After gathering the bones I could find, I noticed the main body part of the chicken (whatever you want to call it, the torso?) was missing. And thus began then 2 AM chicken carcass hunt. It obviously had to be somewhere, right?
Let me tell you; I have SCOURED this apartment. It is nowhere. I've looked under couches, cribs, beds, in cabinets; seriously- you name it, I've looked. This leads me to one conclusion. The bulk of the carcass was eaten by Lola.
Fab. I'm waiting for Lola to start showing signs of distress, at which point, we'll bring her into the vet and have it confirmed that she's got tiny chicken bones that won't digest.
I swear. There is never, ever a dull moment in this house. Even at 2 AM.
....side note... as I am writing this post, I'm watching Forks (the cat) drink out of the fishbowl as he studies the beta's movements. It's kind of cute; like something you'd see in the movies... but this poor fish's days are numbered...
Anyways back to the carcass. It's gone folks. GONE. My flipping dog ate it. And I've already told Ryan if the vet bill is over 50, Lola's in some bad luck.
I thought I was being quiet as I picked up the trash, but apparently not. As I was getting ready to wash up and return to bed, Maeve stumbled out of her room, sleepy eyed and talking a mile a minute about a bad dream she had.
"There was a brown monster with eyes like E.T. and I saw'd it. It was under my covers and it wanted to sit on my legs!"
My first thought was: Lola. She's a dead ringer for E.T.
Instead I started mumbling about how if Jesus is in your heart, there's nothing to be afraid of.... I took her back in her room, showed her the cross on her wall, and explained that she had angels standing guard.

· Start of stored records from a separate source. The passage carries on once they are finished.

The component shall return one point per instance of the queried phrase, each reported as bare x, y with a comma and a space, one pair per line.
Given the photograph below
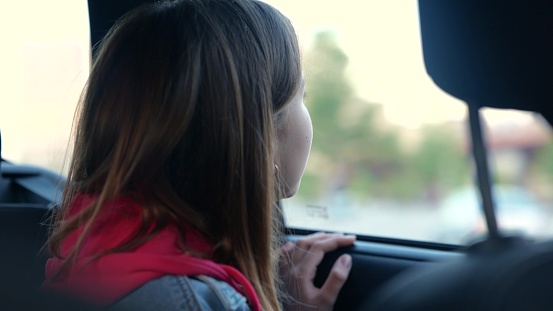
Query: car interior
486, 53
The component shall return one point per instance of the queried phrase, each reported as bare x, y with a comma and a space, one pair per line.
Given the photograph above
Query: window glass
391, 152
45, 59
390, 155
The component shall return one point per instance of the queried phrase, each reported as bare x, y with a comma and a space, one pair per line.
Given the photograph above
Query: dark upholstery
494, 53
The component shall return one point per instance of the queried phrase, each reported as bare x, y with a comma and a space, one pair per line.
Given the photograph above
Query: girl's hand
298, 267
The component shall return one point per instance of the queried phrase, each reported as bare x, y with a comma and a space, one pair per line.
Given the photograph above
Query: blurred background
391, 152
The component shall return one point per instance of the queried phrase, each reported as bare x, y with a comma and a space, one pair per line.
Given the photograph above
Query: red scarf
111, 277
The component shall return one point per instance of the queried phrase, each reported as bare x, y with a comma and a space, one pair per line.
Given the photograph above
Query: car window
45, 63
391, 152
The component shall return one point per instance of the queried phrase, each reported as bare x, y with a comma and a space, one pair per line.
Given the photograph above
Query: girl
191, 127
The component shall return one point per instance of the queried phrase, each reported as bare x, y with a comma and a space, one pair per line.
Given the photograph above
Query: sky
45, 50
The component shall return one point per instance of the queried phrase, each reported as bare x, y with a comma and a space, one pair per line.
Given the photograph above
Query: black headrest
494, 53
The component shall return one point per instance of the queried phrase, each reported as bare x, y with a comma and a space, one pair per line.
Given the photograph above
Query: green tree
346, 134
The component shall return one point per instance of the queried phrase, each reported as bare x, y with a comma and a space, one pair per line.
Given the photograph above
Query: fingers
336, 279
315, 253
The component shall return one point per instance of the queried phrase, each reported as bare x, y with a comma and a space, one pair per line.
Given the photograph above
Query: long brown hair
179, 114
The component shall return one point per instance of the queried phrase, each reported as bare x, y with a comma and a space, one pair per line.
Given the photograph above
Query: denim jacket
176, 293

She's in VBS camp this week, so she's been full of awesome stories about Jesus's love for us and how we need to trust in Him. So I'm not sure where this next part came from, but as I rambled on about having Jesus in her heart, she piped up, full of enthusiasm, "And I saw him in my window!"
"You saw who in your window...?"
Maybe if I hadn't just gone on a carcass hunt at 2 in the morning, I'd have something more profound to think about or say, because I truly believe that angels are standing guard over my children and this house, and I most definitely believe that Jesus could come to Maeve or anyone else, but at this point all that ran through my head was: Elizabeth Smart... that prophet guy who dressed like Jesus...kidnapping... etc.
So I just said, "um Maeve, why don't you come and spend the rest of the night in our room?"
I double checked the locks, tucked Maeve in our bed, gave Lola one more dirty look and at last, fell back asleep.
I'm on my third cup of coffee. Cheers to the chaos, right?!